The first is financial. As Dropout Nation reported this past December, NYSUT is in a state of virtual insolvency. Thanks to the affiliate’s fiscal fecklessness, NYSUT has just $102 million in assets against $336 million in liabilities. Between 2008-2009 and 2012-2013, the affiliate’s pension and retired staff liabilities increased by 61 percent (from $190 million to $305 million). Considering that economic realities will mean that there will be fewer teachers being added to payrolls — and therefore, no new dollars for NYSUT coffers — the affiliate will have to raise dues even higher just to pay down its liabilities and at the same time, spend heavily on political campaigning. Some help may end up coming from the national AFT, which subsidized NYSUT to the tune of $12.1 million last fiscal year (as well as from the NEA); but the national union itself is struggling financially and must also concern itself with stemming declining national influence. Considering how poorly NYSUT has managed its finances — and the likelihood that Magee will be less successful than Iannuzzi in beating back reform efforts at the state level — rank-and-file members would be right to wonder if handing more of their hard-earned cash to the union is worth it.

The second is political. The fact that the AFT’s governing faction has ousted a moderately dissident voice within its ranks proves once again that the union only “listens” to teachers when it suits its own agenda. or both sides, the AFT at both the local and national levels hardly represents an organization that “listens” to teachers. This has always been clear.

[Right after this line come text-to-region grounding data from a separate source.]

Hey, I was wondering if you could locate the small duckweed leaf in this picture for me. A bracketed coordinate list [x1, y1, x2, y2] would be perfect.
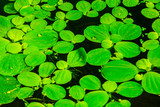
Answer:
[17, 87, 34, 99]
[141, 8, 159, 19]
[91, 0, 106, 11]
[142, 40, 159, 50]
[30, 19, 47, 30]
[76, 0, 91, 14]
[52, 20, 67, 32]
[105, 0, 121, 8]
[122, 0, 139, 7]
[100, 13, 116, 24]
[59, 30, 74, 41]
[54, 99, 75, 107]
[58, 2, 73, 11]
[112, 6, 128, 19]
[6, 43, 22, 54]
[66, 10, 83, 21]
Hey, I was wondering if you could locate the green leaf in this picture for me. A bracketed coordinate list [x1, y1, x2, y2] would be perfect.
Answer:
[41, 4, 56, 11]
[141, 8, 159, 19]
[122, 0, 139, 7]
[52, 41, 74, 54]
[23, 46, 39, 55]
[86, 10, 99, 17]
[142, 72, 160, 95]
[110, 21, 124, 34]
[72, 34, 85, 43]
[59, 30, 74, 41]
[27, 102, 45, 107]
[4, 3, 17, 14]
[54, 99, 75, 107]
[30, 19, 47, 30]
[112, 6, 128, 19]
[76, 101, 88, 107]
[110, 34, 122, 43]
[102, 81, 117, 92]
[12, 16, 25, 26]
[58, 2, 73, 11]
[76, 0, 91, 14]
[42, 84, 66, 100]
[105, 0, 121, 8]
[23, 29, 58, 49]
[105, 101, 123, 107]
[147, 32, 159, 40]
[29, 0, 41, 5]
[47, 0, 58, 6]
[79, 75, 101, 90]
[114, 41, 141, 58]
[0, 37, 10, 54]
[39, 62, 56, 78]
[142, 40, 159, 50]
[0, 16, 12, 37]
[20, 6, 34, 16]
[100, 13, 116, 24]
[53, 69, 72, 84]
[119, 100, 131, 107]
[6, 43, 22, 54]
[0, 75, 21, 104]
[17, 72, 41, 87]
[67, 47, 87, 67]
[69, 85, 85, 100]
[52, 20, 67, 32]
[66, 10, 83, 21]
[147, 0, 160, 3]
[0, 54, 26, 76]
[136, 58, 152, 71]
[56, 60, 68, 70]
[117, 81, 143, 98]
[84, 91, 109, 107]
[91, 0, 106, 11]
[118, 24, 142, 40]
[7, 29, 24, 42]
[14, 0, 30, 11]
[101, 60, 139, 82]
[147, 45, 160, 67]
[24, 15, 35, 22]
[55, 11, 66, 20]
[17, 87, 34, 99]
[152, 18, 160, 33]
[34, 9, 51, 19]
[84, 25, 110, 43]
[87, 48, 111, 66]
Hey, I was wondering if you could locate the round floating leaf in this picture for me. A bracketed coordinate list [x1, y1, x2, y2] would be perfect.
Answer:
[29, 0, 41, 5]
[17, 72, 41, 87]
[69, 85, 85, 100]
[0, 16, 12, 37]
[52, 41, 74, 54]
[142, 72, 160, 95]
[20, 6, 34, 16]
[17, 87, 34, 99]
[54, 99, 75, 107]
[105, 101, 123, 107]
[100, 13, 116, 24]
[119, 100, 131, 107]
[147, 0, 160, 3]
[55, 11, 66, 20]
[23, 46, 39, 55]
[67, 47, 87, 67]
[39, 62, 56, 78]
[147, 45, 160, 67]
[52, 20, 67, 32]
[91, 0, 106, 11]
[53, 69, 72, 84]
[6, 43, 22, 54]
[122, 0, 139, 7]
[147, 32, 159, 40]
[25, 51, 46, 66]
[84, 91, 109, 107]
[102, 81, 117, 92]
[87, 48, 111, 66]
[136, 58, 152, 71]
[8, 29, 24, 42]
[0, 75, 21, 104]
[84, 25, 110, 43]
[141, 8, 159, 19]
[110, 34, 122, 43]
[42, 84, 66, 100]
[105, 0, 121, 8]
[76, 0, 91, 14]
[12, 16, 25, 26]
[66, 10, 83, 21]
[23, 29, 58, 49]
[0, 54, 26, 76]
[0, 37, 10, 54]
[34, 9, 51, 19]
[110, 21, 124, 34]
[142, 40, 159, 50]
[27, 102, 45, 107]
[24, 15, 35, 22]
[42, 78, 52, 85]
[79, 75, 101, 90]
[76, 101, 88, 107]
[114, 41, 141, 58]
[155, 2, 160, 10]
[152, 18, 160, 33]
[72, 34, 85, 43]
[59, 30, 74, 41]
[58, 2, 73, 11]
[101, 39, 113, 49]
[4, 3, 17, 14]
[118, 24, 142, 40]
[117, 81, 143, 98]
[41, 4, 56, 11]
[14, 0, 30, 11]
[101, 60, 139, 82]
[86, 10, 99, 17]
[123, 18, 134, 24]
[112, 6, 128, 19]
[47, 0, 58, 5]
[30, 19, 47, 30]
[56, 60, 68, 70]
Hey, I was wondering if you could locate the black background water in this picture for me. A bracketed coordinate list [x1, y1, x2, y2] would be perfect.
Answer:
[0, 0, 160, 107]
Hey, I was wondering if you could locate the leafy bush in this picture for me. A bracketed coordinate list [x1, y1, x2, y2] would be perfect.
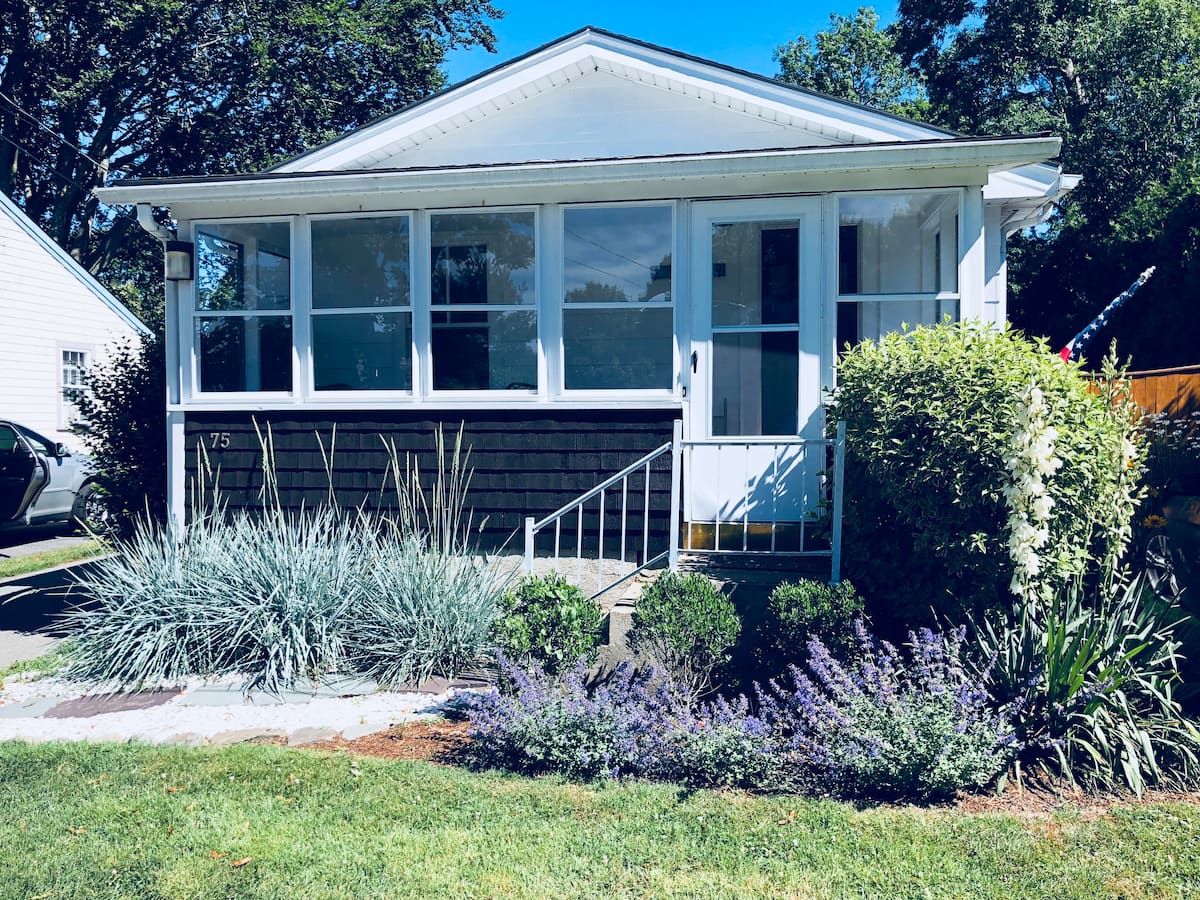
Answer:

For younger teachers, the AFT has always proven to be more-interested in preserving seniority-based privileges (including quality-blind Last In-First Out layoff rules that protect longtime veterans at the expense of younger teachers in the ranks) than addressing their concerns about elevating the profession. As for traditionalist-minded Baby Boomers? The fact that AFT’s affiliates such as that in New York City structure voting rules to ensure that retirees are better-represented than they are is particularly grating.

This is no small thing. AFT membership isn’t voluntary; even those teachers who don’t want to join the union are still  forced to pay dues in the form of so-called agency fees. And when the union that proclaims to listen teachers does anything but, then it is time for teachers of all philosophies to move away from the AFT (as well as the NEA) and embrace a different form of professional representation.